Recent surveys have shown that managers and supervisors in the federal government could stand to improve. According to the 2014 Federal Employee Viewpoint Survey, only 40 percent of federal employees were satisfied with their senior leaders, and 69 percent were satisfied with their immediate supervisors.

Leo Simonovich, Kathryn Kienast and Steve Hiser, authors of the Booz Allen guide, said there are a few key things that federal leaders can learn from the structure of fantasy football teams.

For starters, teams must be built not for a brick-and-mortar office environment, but for one in which employees will often be remote. Teleworkers shouldn’t be more isolated just because they are physically distant, Hiser said -- a virtual work environment should lend itself to strengthening a team.

"The traditional operating model has been 'You're a remote employee, you're given a task,'" Simonovich said. "Why not create a team around a common operating model -- those tools exist today. Put together rules of how people are going to be rewarded, and construct a team that fits objectives of the organization."

Simonovich said that the nebulous nature of virtual teams leads federal leaders to ignore the importance of building a well structured team, and to too often look only at the individual.

"You want to create an environment in a virtual world where there's increased communication," Simonovich said. "Share programs, communicating in real time -- those kinds of things would empower employees."

A solid structure is also appealing to the workers themselves. Simonovich noted that the clearly defined rules and scorekeeping structures of fantasy football are key factors that keep people coming back. Yet, despite mandates like the 2010 Telework Enhancement Act and performance tracking by the Office of Personnel Management, federal leaders are not given clear guidance on how to construct virtual teams for success.

"There needs to be a ... blueprint that enables federal leaders to structure their teams to be effective," Simonovich said.

Then, of course, it's incumbent on managers to learn those rules and how best to leverage them.

"You have various positions—wide receiver, running back, quarterback," Hiser said. "Ultimately you build the right roster of people who are right for those roles, and then you can continuously re-evaluate talent needs across the team, and adjust for those needs."

And in the same way that fantasy football managers use different analytical tools, observations and raw statistics to predict on-field performance, then engage in mock drafts to test their findings and formulate their final live draft strategy, federal team managers must define performance criteria unique to a virtual work environment.

"Rather than focusing on traditional methods that measure throughput, virtual team managers should base their analyses off of metrics that assess critical remote work skills like communication, people relations, and self-motivation," the guide urges. "Tailoring analyses in this way will provide team managers with representative predictors of a worker’s ability to perform and maintain connectivity in a virtual environment."

Finally, managers must develop rewards appropriate for a virtual environment, like shout outs on agency social media channels, virtual trophies and leadership sharing.

"In virtual environments, folks become individual contributors, they’re given tasks and they don't have face-to-face distractions," Simonovich said. "Managers have to recognize that they have to lead them as a team in a virtual environment."

The authors asserted that improving the management and productivity of remote workers will encourage more teleworking in government.
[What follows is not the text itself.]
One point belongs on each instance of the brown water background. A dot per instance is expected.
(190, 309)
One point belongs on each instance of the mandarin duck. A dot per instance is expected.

When agencies telework, absenteeism is reduced by 31 percent and productivity increases by 13 percent, according to a 2013 Citrix report on telework.

More teleworking would also improve the entire digital productivity of an organization, Simonovich said.

"Virtual digital productivity can improve mission performance," he said. "That is what should be the main motivator -- having enterprise productivity as a goal, and becoming a digital czar that can move that agenda forward and bring the different parts of the organization together."